Goodhart's Law. If the composer can see the gate's exact regex and marker lists, it learns to pass the test rather than write well. The guardrail lists live only in the eval module, never in composer prompts—an architectural separation, not prompt-level obfuscation.

Judge outage. Per-level fail-open: the level goes unscored, a soft violation records the outage, deterministic checks still stand, and an unscored run can never auto-approve. A kill switch halts every LLM path and degrades the gate to its deterministic subset—safety over autonomy.

Calibration drift. Judge prompts carry a version string stamped into every verdict's provenance, and agreement stats recompute continuously from the persisted rows. A drifting judge surfaces as falling agreement—the same metric that enables auto-approve can trigger the rollback. This is the production echo of Agentic CLEAR's own discipline: the dynamic taxonomy that adapts to new behavior also keeps re-checking old behavior, so calibration is monitored rather than assumed.

The Gate Can Swing Back

The autonomy gate is not a one-way door, and that is the whole point of keeping the human infrastructure alive. If auto-approve degrades agreement below 0.80, the system reverts to shadow mode automatically. But the moment you delete the human interrupt entirely, you lose the ground truth that the agreement number is computed against—you can no longer tell whether the machine and the human still agree, because there is no human decision left to compare to.

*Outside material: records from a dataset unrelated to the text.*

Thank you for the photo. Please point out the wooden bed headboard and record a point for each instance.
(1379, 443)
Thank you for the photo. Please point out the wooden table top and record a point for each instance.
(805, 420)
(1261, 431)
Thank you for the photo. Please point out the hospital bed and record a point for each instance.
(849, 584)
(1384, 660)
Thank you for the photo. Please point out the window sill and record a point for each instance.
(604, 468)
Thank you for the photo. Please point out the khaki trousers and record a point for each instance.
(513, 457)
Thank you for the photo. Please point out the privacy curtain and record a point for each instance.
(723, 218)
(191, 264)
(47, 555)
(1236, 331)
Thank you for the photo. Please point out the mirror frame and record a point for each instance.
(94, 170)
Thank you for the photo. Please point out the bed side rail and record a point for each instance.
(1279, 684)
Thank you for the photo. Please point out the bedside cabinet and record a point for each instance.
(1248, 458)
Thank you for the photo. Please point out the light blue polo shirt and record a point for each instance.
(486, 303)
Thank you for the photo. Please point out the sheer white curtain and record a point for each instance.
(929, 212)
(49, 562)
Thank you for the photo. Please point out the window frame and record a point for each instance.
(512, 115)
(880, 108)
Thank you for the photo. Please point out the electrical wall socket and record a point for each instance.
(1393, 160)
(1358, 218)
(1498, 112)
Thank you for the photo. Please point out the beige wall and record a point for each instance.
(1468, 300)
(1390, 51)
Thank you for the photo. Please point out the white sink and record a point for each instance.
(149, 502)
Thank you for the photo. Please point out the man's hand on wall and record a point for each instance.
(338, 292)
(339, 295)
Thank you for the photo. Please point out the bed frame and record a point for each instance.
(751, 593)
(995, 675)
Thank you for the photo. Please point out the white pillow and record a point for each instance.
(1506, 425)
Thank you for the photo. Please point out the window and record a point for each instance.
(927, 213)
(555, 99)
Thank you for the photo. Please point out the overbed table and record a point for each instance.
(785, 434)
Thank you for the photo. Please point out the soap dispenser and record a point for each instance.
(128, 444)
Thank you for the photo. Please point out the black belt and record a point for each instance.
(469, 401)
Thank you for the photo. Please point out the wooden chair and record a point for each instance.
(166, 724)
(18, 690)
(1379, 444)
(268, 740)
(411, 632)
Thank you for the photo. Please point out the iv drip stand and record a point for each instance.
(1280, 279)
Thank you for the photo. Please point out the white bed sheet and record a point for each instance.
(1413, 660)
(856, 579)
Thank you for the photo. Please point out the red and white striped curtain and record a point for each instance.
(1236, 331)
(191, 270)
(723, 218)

That is also where Agentic CLEAR points next. It answers "where did the agent fail" at system, node, and trace level, with no reference answers and strong alignment to a human taxonomy it was never shown—a genuinely strong automated analyst. It does not answer "should this specific action ship without me," which is a risk decision, not an analysis one. The honest reading of the 0.890-AUC result is that the verify step is automatable in principle; how much agreement evidence you demand before you let the gate skip you is a policy you set, not a number the paper hands you. Build the multi-level evaluator, wire it in shadow first, demand your threshold of agreement, and keep the human decision rail alive so the gate can always swing back. The eval harness is not overhead on an agent fleet. It is the component that decides how much of the fleet you are willing to stop watching.